In mapreduce, our custom Mapper and reducer programs may encounter errors and exits after execution. In mapreduce, jobtracker tracks the execution of tasks throughout the process, mapreduce also defines a set of processing methods for erroneous tasks.The first thing to clarify is how mapreduce judges the task failure. In three cases, the task is considered to fail: a non-zero value is returned, a Java exception is generated, and a timeout occurs (no response is returned for a long time ). For the first type, it is usually used for streaming programs. If a non-zero value is returned when your mapper or reducer program ends, mapreduce will think that your task has failed. The second type is mainly used for mapreduce programs written in Java. For the third type, it is estimated that many people do not know. For streaming, mapreduce will monitor the output of the task (standard output) after the task is executed. if the task is not output within a certain period of time (this time can be done through mapred. task. timeout option), mapreduce will consider this task to fail. Therefore, when writing a mapreduce program, you must pay attention to whether the program will be suspended due to excessive time. If so, consider whether the program will be killed by mistake. After a task fails, mapreduce will re-execute the task. The number of retries can also be set, generally four. Finally, it should be noted that mapreduce also has a speculative execution mechanism. Under this mechanism, if the task execution time exceeds expectation (this expectation is determined based on the execution time of other tasks ), in this case, mapreduce starts another parallel execution task that is the same as this task, and kills other unfinished tasks after the first execution of a task is completed. This mechanism is mainly used to avoid a problem in the execution environment of a reduce task or an abnormal situation occurs in the execution of a reduce task, so that the overall progress is delayed. However, this mechanism may also cause problems in some situations. For example, if your reduce program is executed concurrently with the same input, it may cause a conflict, the speculative execution mechanism is a huge risk for you. However, the speculative execution mechanism can also be disabled.

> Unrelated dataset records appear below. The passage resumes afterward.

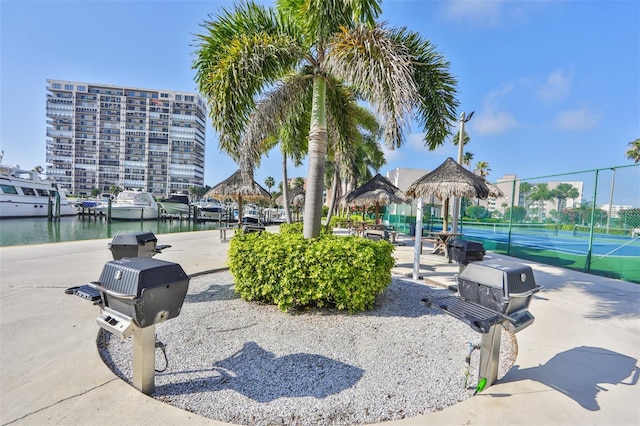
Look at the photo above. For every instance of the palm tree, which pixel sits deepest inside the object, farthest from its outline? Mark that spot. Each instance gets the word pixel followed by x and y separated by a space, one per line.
pixel 541 193
pixel 563 192
pixel 482 169
pixel 261 68
pixel 525 190
pixel 269 182
pixel 467 158
pixel 633 153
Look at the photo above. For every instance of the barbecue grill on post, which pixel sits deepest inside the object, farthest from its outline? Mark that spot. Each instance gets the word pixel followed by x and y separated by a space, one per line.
pixel 493 294
pixel 135 244
pixel 137 293
pixel 463 252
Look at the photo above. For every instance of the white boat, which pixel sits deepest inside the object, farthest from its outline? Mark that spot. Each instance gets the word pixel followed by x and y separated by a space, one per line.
pixel 214 210
pixel 93 202
pixel 175 204
pixel 251 215
pixel 132 205
pixel 23 193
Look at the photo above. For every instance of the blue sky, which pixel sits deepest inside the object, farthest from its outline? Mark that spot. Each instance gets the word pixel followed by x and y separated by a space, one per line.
pixel 555 85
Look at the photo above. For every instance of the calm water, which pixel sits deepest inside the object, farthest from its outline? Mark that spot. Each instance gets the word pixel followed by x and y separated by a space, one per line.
pixel 38 230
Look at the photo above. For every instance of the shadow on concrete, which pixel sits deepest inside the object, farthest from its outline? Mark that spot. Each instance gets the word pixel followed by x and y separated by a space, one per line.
pixel 579 372
pixel 258 374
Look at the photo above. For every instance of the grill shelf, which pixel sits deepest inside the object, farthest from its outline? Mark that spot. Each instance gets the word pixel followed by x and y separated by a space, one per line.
pixel 477 317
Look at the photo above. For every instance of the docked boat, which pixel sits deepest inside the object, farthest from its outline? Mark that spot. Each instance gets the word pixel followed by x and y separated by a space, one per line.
pixel 251 215
pixel 214 210
pixel 99 200
pixel 175 204
pixel 23 193
pixel 132 205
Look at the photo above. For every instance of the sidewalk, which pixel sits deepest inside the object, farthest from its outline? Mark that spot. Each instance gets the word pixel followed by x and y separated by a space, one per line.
pixel 577 364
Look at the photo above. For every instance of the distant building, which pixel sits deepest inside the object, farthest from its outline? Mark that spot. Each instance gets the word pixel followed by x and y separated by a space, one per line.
pixel 103 136
pixel 615 209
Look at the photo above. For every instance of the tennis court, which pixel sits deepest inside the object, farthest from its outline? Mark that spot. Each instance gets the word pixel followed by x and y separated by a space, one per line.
pixel 615 256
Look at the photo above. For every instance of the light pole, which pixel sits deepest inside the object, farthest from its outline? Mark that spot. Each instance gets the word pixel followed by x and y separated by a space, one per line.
pixel 456 200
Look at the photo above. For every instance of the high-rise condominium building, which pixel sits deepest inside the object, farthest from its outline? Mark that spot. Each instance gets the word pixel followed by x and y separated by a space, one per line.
pixel 103 136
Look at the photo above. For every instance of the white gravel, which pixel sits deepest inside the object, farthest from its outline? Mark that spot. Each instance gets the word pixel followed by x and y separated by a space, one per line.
pixel 251 364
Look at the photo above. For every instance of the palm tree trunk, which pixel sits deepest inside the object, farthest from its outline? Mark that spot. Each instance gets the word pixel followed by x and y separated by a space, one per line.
pixel 317 155
pixel 334 195
pixel 285 190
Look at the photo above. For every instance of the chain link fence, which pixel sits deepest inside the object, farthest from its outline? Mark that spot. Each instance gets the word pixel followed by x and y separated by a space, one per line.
pixel 587 221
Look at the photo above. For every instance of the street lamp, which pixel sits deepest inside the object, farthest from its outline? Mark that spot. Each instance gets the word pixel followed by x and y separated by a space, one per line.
pixel 456 200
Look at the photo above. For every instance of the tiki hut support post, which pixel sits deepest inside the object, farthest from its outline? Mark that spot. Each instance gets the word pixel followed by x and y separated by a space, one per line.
pixel 418 241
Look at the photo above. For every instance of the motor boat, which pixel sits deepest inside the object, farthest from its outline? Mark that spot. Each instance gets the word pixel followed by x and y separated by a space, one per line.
pixel 99 200
pixel 214 210
pixel 23 193
pixel 175 204
pixel 251 214
pixel 132 205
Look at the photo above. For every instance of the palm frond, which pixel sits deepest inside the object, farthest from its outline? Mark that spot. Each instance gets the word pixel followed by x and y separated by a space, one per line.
pixel 436 103
pixel 380 68
pixel 241 53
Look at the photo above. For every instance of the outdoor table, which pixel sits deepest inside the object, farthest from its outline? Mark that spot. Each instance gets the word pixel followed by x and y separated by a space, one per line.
pixel 440 240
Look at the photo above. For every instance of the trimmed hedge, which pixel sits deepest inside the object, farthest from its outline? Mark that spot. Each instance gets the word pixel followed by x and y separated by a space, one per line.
pixel 290 271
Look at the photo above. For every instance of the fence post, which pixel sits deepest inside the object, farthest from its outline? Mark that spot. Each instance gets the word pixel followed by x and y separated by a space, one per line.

The content source of this page is from Internet, which doesn't represent Alibaba Cloud's opinion;
products and services mentioned on that page don't have any relationship with Alibaba Cloud. If the
content of the page makes you feel confusing, please write us an email, we will handle the problem
within 5 days after receiving your email.
If you find any instances of plagiarism from the community, please send an email to:
info-contact@alibabacloud.com
and provide relevant evidence. A staff member will contact you within 5 working days.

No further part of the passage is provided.